Flint Flake Identification Guide
From the Side – Lateral Edge
Turn a flake on its side, and you can often see that distinct conchoidal curve – I often rub the ventral surface of a suspect flake to feel for that telltale conchoidal bump coming off an impacted end. The struck or impacted end of the flake is called the proximal end. The far end of the flake away from the point of percussion is termed the distal end. The edges of the flake – often still sharp – are called the lateral edges. This photo shows a flint flake up on one of its sides or lateral edges – note the outlined conchoidal curve. This curve is more pronounced in flakes that have been struck with a hammerstone rather than with a soft hammer. This is a thick flake that was struck at a point well inside the edge of the striking platform.
What Were Flakes For?
Some flakes were not removed from prepared cores – instead, they were removed as waste flakes during the production of a bifacial core tool such as a flint axehead. In this case, they are rather like the shavings in a carpentry shop. They tend to include bulky flakes, lumps, chips, and primary flakes.
In other cases (and I suspect the majority of cases), the flakes were struck from flint cores that were prepared with the intention of creating usable flakes themselves. The knapper would prepare a core that she or he could use as a supply of flakes – they were not waste, but in this case, the product. So what were they for? Ask any modern-day survivalist – a prerequisite of life is a sharp-edged tool – with that you can butcher meat, scrape skins, chop vegetables, peel fruit, make cooking devices, cut rope, trim hair, make shelters, traps, hunting weapons, prepare clothing, harvest grain, etc.
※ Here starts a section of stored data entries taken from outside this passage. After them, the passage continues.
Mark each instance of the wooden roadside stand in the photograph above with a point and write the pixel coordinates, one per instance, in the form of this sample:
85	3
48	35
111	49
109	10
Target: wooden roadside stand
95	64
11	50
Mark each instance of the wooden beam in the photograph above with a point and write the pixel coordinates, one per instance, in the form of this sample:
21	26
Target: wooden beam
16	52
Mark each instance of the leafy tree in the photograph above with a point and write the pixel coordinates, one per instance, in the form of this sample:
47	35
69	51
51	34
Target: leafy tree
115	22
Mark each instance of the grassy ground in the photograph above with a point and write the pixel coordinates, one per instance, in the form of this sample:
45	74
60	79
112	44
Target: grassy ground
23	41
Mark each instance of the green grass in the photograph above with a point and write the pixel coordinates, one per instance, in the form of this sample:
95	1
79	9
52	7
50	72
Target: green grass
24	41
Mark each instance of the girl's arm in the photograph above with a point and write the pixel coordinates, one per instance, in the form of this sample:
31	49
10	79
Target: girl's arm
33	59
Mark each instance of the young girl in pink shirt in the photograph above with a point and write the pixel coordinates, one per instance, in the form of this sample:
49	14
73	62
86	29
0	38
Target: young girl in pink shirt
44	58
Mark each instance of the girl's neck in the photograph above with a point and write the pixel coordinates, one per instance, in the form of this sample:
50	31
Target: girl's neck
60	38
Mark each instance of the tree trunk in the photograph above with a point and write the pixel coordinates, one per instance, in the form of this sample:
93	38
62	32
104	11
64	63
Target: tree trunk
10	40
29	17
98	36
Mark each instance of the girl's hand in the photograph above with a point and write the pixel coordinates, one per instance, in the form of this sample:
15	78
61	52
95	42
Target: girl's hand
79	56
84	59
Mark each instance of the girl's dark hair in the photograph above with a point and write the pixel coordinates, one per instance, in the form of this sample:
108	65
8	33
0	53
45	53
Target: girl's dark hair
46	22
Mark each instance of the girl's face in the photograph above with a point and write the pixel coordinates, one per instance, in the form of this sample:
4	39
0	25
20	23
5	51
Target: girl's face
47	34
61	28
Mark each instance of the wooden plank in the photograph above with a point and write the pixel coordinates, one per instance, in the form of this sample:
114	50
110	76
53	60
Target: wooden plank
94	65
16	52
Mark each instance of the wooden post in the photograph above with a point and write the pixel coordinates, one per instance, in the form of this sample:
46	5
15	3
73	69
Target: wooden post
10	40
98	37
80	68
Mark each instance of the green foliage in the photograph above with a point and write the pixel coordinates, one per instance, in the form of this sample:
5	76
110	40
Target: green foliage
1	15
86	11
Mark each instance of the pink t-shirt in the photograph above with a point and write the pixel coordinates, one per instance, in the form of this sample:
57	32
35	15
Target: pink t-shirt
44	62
Phil Harding has suggested that in the pre-metal world, everyone would be capable of some level of knapping – man, woman, boy, and girl. It was a prerequisite of life. People would carry small prepared cores with them, and a hammer, maybe a punch or tine. When they needed a fresh sharp edge – they would strike off a few flakes until they had one that suited the job.
Flakes were also the source of the majority of more formal tools – arrowheads, awls, scrapers, piercers, flake-knives, spoke-shaves, etc. When no more flakes could be economically extracted from the core, it was discarded as a waste core – rather like the core of an apple.